I had the opportunity to take 2 rides today to test out the Gran Tourer setup. This bike is being set up as my general purpose bike; I have pretty high standards for what that constitutes. Essentiallly, anything not bulletproof, smooth, and quiet is rejected. Anything short of being hit by a speeding coal truck should not cause rattling, buzzing, or clanking.
Life is too short to be messing around with subgrade parts and setup.
I have to go to Bethesda pretty frequently, about a 4 or 5 mile trip each way. If I chose, about 3 miles each way can be unpaved, with about a mile of that pretty bumpy, large gauge gravel. Blowing down that at an abusively fast pace is an excellent way to test if everything is tight and rattle free.
The first trip got pretty rattly, so I went home and found a few loose items. The pump actually broke free once, so I moved the mounts a little closer together so it is held in by more tension.
The second trip was much less rattly, which is good, and increases the signal to noise ratio for the few remaining issues. It turns out that there are three issues, all with the Velo Orange fenders.
One is the material - my impression is the VO aluminum fenders project more noise from minor grit and whatnot thrown up by the tire than do the Berthoud stainless steels ones to which I've become accustomed. They just seem noisy. Maybe it is something I could get used to.
The rear fender seems to have a little resonant buzz, probably needs some sound silencing pads (strips of inner tubes) where the fender passes near or contacts frame members.
The third issue is the most worrisome - on really bumpy stretches at full clip, I got the impression that the front fender struck the wheel a few times. This is what it sounded like and is not a good thing and possibly a safety hazard.

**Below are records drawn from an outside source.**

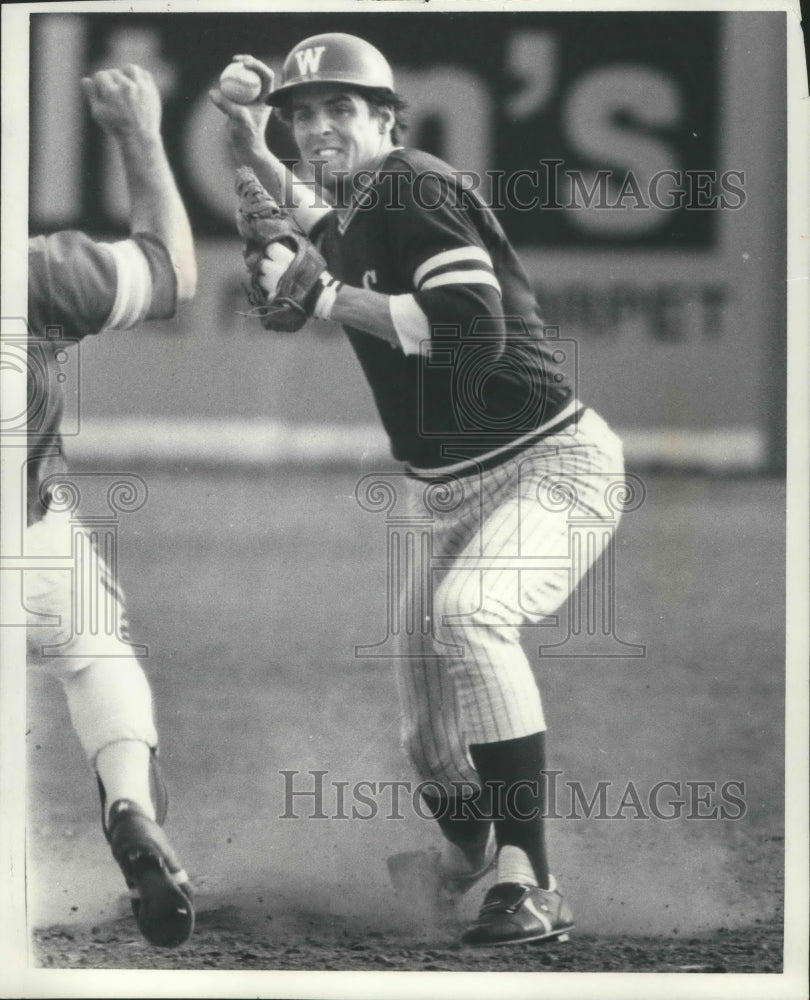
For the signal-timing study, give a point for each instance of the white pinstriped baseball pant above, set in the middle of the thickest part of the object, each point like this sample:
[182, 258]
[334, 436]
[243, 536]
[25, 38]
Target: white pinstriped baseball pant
[81, 611]
[482, 592]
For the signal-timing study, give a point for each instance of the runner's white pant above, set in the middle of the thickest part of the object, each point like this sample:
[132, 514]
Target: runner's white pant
[466, 679]
[77, 632]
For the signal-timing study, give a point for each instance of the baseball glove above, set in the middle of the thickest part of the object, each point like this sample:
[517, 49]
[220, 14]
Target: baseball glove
[261, 222]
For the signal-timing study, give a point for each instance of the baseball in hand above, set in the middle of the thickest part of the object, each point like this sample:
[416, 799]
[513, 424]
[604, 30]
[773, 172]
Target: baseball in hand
[240, 84]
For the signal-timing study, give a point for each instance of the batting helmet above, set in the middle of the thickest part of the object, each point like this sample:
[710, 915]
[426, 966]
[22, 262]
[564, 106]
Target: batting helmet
[333, 58]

I had a bit of time to ponder this the rest of the ride home. Initially, I was quite pleased with the Velo Orange fenders, and one part of this was the ease of installation with only one fender mount per stay. Chris Kulczycki explained that with the heavier gauge aluminum, only one mount would be necessary.
That is probably true in terms of preventing fatigue failure in the fender, but if one examines the geometry, it is clear that this results in a less rigid arrangement that will allow the fender to sway more side to side and hence, strike the tire more easily than a two mount arrangement.
This is not good, although I suppose I could salvage these fenders for another bike. I haven't given up on it completely - I'm considering spreading the stays inelastically, then remounting, that way they will be under more tension, maybe this will be the margin of difference. Or perhaps one could use two mounts per stay, which probably would resolve the issue.
But even still, there is the noise issue, although I really need more rides and data to make a judgment there.
However, at the moment, it is looking like these may not be certifiable for extreme duty. This, to me means once installed and set up, I should get years of trouble free service w/no glitches or annoying issues in any sort of terrain to include unpaved and general abuse. In all fairness to Velo Orange, they don't market these things as suitable for 50 mile speed runs down the C&O towpath, etc, and 99 percent of riders will find them ok. They look like a million bucks, anyhow.
In other results:
The Velo Orange front rack is bomb proof. All the other components I've swapped out are ok. The stock chain is noisy. The front brake squeals likes nobody's business, but I've got some toe adjustable pads to throw on there to test out.
All in all, dialing this one in. I sure hope I don't have to pitch the fenders.